Meghan: Which horror novel unsettled you the most?

Lex: I remember reading Slugs by Shaun Hutson, again probably far too young, and finding it very off-putting. I’d never liked slugs as a creature in the real world. They just don’t look right. I think it was horror writer Arthur Machen who once described the eerie nature of slugs and snails and grubs in some of his writing, saying that they look like something from another world. Something that we, as denizens of the upper world, shouldn’t see, shouldn’t encounter. They’re things of darkness and slime, devoid of structure and organs and movements in the way the creatures above the ground are formed. It’s the same as when we see creatures that live deep under the ocean, and they lack any sort of cuteness, resembling instead some nightmare beings from a realm that we should avoid at all costs. Slugs were always like that to me, as a child. As an adult I’ve got a garden now so I regularly have to move them away from my plants, so I’ve gotten over my dislike of them somewhat through necessity.
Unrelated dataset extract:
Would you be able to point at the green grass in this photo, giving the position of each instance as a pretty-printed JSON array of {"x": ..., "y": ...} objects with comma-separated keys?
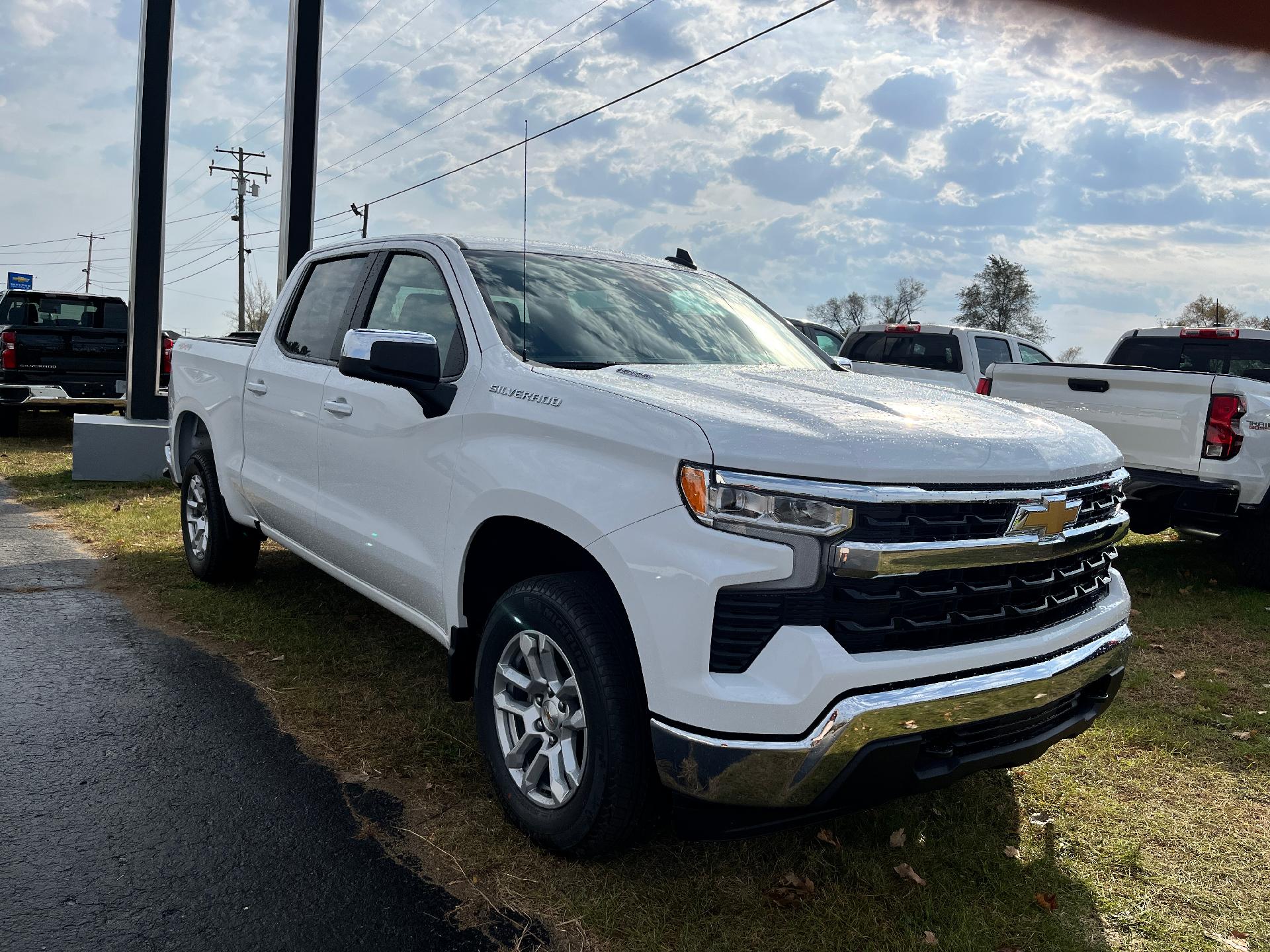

But Hutson’s book takes a creature that I already found disturbing, and made them into a carnivorous source of actual horror.

Meghan: Which horror movie scarred you for life?

Lex: I think the first time I saw The Fly (the 1980s version, not the B-Movie original) it stuck with me a long while. I always find body horror has that effect on me, because it’s the worst kind of thing imaginable. It’s not a foe to be fought, a monster to be hacked at or a demon to be exorcised. It’s the betrayal of your own body, twisted and broken into something it shouldn’t be. I’ve lost too many people close to me through dreadful illnesses, and body horror is always a little too close to that for me, so I tend to steer clear of it these days.

Meghan: What is your favorite Halloween costume?

Lex: A couple of years back, when it was the 20th Anniversary of Buffy starting, I think, we decided to have a Buffy/Angel themed Halloween party. Everyone dressed as different characters, and I went as Spike. He’d always been my favorite character on the show. My friend Zoe was coming as Drusilla, which I didn’t know, so that worked out perfectly for photos. I put a picture of me and her together on Twitter, and the actual Drusilla, Juliette Landau, commented to say how great we looked. I particularly enjoyed wearing that costume because, prosthetics aside, it wasn’t particularly uncomfortable. Often the costumes that look the best are the most uncomfortable to wear, so it’s nice when you find one that’s a good compromise.

Meghan: What is your favorite Halloween-themed song?

Lex: I don’t know if you’d call it strictly Halloween-themed, but ‘Killing Moon’ by Echo and The Bunnymen. I just feel like, from the 80s onwards, if you watch pretty much any film or show set at Halloween, you’d hear that song. It was ingrained in my psyche as the perfect Halloween Party song, so when I started hosting my own such events I whacked it straight on the playlist.

Meghan: What is your favorite Halloween candy or treat? What is your most disappointing?

Lex: Don’t be too horrified, but we don’t really get Halloween-specific sweets in the UK! What tends to happen is, stuff that’s available all year round, will have a slight Halloween makeover. So the chocolate mini rolls with jam in them now have green-colored jam instead. The gingerbread men will have little fangs added to their smiles. That’s about the best we get. Weep for us.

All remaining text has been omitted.